9. Pharmaceutical composition comprising at least one compound of the general formula I according to any one of Claims 1 to 5 and optionally at least one further active compound together with pharmaceutically tolerable excipients and/or vehicles.

10. Pharmaceutical composition according to Claim 9, wherein the further active compound is a steroidal compound.

11. Pharmaceutical composition according to Claim 10, wherein the further steroidal compound is a gestagen, anti-gestagen or a progesterone receptor modulator.

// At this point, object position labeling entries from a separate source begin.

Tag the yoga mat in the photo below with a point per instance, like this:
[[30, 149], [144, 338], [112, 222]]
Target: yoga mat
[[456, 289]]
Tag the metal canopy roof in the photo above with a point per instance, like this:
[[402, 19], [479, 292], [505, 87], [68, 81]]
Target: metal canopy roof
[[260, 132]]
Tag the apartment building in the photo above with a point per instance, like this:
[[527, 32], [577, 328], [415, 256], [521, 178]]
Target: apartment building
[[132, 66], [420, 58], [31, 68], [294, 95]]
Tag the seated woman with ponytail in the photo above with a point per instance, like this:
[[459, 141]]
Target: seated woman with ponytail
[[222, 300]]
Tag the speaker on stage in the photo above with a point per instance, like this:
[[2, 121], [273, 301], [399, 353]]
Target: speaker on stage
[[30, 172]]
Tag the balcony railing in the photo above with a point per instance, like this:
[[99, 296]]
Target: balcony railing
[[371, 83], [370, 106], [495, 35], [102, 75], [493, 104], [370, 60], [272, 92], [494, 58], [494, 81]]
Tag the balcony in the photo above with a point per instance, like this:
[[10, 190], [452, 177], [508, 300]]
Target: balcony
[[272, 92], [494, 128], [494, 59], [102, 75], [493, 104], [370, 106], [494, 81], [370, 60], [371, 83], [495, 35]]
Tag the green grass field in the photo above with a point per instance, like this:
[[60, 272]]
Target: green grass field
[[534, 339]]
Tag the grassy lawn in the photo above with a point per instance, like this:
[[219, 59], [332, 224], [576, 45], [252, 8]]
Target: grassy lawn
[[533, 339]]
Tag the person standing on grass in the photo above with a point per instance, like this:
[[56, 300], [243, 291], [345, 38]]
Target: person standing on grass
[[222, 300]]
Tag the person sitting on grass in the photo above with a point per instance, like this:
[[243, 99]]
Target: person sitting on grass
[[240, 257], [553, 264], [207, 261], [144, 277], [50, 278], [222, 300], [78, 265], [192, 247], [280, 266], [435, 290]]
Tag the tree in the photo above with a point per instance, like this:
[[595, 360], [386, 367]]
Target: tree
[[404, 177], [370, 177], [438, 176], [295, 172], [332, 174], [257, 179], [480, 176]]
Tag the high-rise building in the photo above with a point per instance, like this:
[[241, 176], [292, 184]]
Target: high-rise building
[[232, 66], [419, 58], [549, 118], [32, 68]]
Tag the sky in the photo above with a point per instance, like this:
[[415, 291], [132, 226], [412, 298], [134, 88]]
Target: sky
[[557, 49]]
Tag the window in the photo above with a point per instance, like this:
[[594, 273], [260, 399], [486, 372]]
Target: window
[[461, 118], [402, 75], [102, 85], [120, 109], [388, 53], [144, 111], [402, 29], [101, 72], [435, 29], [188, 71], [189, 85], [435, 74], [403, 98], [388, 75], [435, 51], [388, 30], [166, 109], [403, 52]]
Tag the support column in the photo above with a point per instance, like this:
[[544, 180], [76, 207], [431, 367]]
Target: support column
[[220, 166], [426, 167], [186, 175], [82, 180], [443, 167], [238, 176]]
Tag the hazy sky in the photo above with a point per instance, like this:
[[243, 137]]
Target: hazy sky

12. Pharmaceutical composition according to Claim 11, wherein the gestagens contained are norethisterone, dienogest, drospirenone, levo-norgestrel, the anti-gestagens mifepristone, onapristone and progesterone receptor modulators, for example mesoprogestins such as asoprisnil.

13. Use of compounds according to any one of Claims 1 to 8 in the manufacture of a medicament.

14. Use according to Claim 13 in the manufacture of a medicament for hormone replacement therapy.

15. Use of compounds according to Claims 1-8 for female fertility control.

16. Use according to Claim 13 in the manufacture of a medicament for the therapy and/or prophylaxis of hormonally caused diseases in men and women.

17. Use according to Claim 13 in the manufacture of a medicament for the therapy and prophylaxis of endometriosis, mammary carcinomas, carcinomas of the prostate or hypogonadism.

18. Use according to Claim 13 in the manufacture of a medicament for the therapy and/or prophylaxis of diseases which can be positively influenced by the inhibition of the carboanhydrase activity.

19. Use according to Claim 13 in the manufacture of a medicament for the therapy and/or prophylaxis of inflammatory and/or allergic diseases.

20. Process for the preparation of the sulphamoylsulphonate prodrugs of the general formula (I) according to Claim 1 by reaction of an appropriate Drug according to Claims 1 and 2 with a disulphonyl chloride ClSO2-X-SO2Cl in the presence of a base and subsequent treatment with ammonia or by reaction of the appropriate Drug according to Claims 1 and 2 with a sulphamoylsulphonyl halide NH2SO2-X-SO2Cl in the presence of a base.

21. Process according to Claim 20, wherein the base is pyridine.